Emmanuel Kure, a prominent pastor and founder of the Throne Room Trust Ministry, who listened to the tape, is one of such persons. He said religious violence was capable of destabilising not only the north, but the entire country. Kure, who witnessed the violence in Kafanchan where he comes from, said he was disturbed after listening to the tape. The tape was produced in Zaria between April 29 and 30, this year with the intention of mobilising Islamic fundamentalists to unleash another round of violence on the state.
He advised security agencies not to dismiss its content as an empty threat because the producers of the tape were determined to actualise everything they said in it. The tape was specific on individuals and groups whose lives were at stake. Even students of some higher institutions were also mentioned as targets. The group also pronounced Fatwa (a sanction for killing) on some prominent politicians in the state.
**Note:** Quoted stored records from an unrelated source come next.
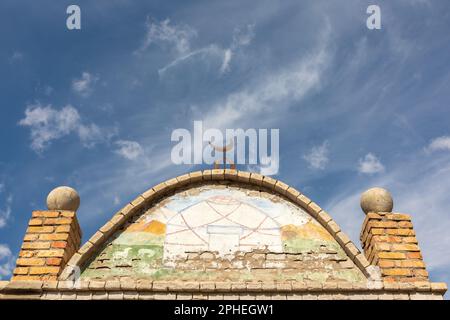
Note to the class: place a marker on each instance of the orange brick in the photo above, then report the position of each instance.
(405, 224)
(35, 222)
(405, 247)
(383, 263)
(68, 214)
(420, 273)
(46, 229)
(57, 221)
(59, 244)
(414, 255)
(26, 254)
(382, 246)
(53, 261)
(401, 232)
(30, 262)
(382, 224)
(56, 253)
(409, 240)
(31, 237)
(391, 255)
(36, 245)
(26, 278)
(412, 264)
(44, 270)
(396, 272)
(21, 270)
(398, 216)
(45, 214)
(54, 236)
(61, 229)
Kure revealed that apart from the recent Kaduna mayhem, he has survived so many of such violence, which claimed the lives of some members of his close family. “Having experienced this latest violence in Kafanchan, my fear that another plan was being hatched to destabilise the state should not be dismissed as crying wolf.” He said the failure of the Congress for Progressive Change, CPC, to win the presidential election was just answered prayers for some Muslim fundamentalists who were anxiously waiting for any opportunity to settle old scores.
Christians and Muslims in Kafanchan have had a long history of adversarial relationship over the leaderships of Jema’a Emirate. The problem started during the colonial era when the Emir of Jema’a was banished from Gidan Waya to Madakiya and then to Kafanchan for an undisclosed sin he committed against the colonial authorities. Kafanchan, where he was banished to, was not part of the conquered territory of the Hausa/Fulani jihadists. After independence in 1960, the Sardauna of Sokoto restored the banished emir to his position but failed to return him to Gidan Waya where he belonged, thereby making him king over other chiefs and tribes in a place where he was supposed to just serve his punishment. So, the question of who controls Kafanchan politically and who is minority or majority ethnic group has now become the fallout of that decision.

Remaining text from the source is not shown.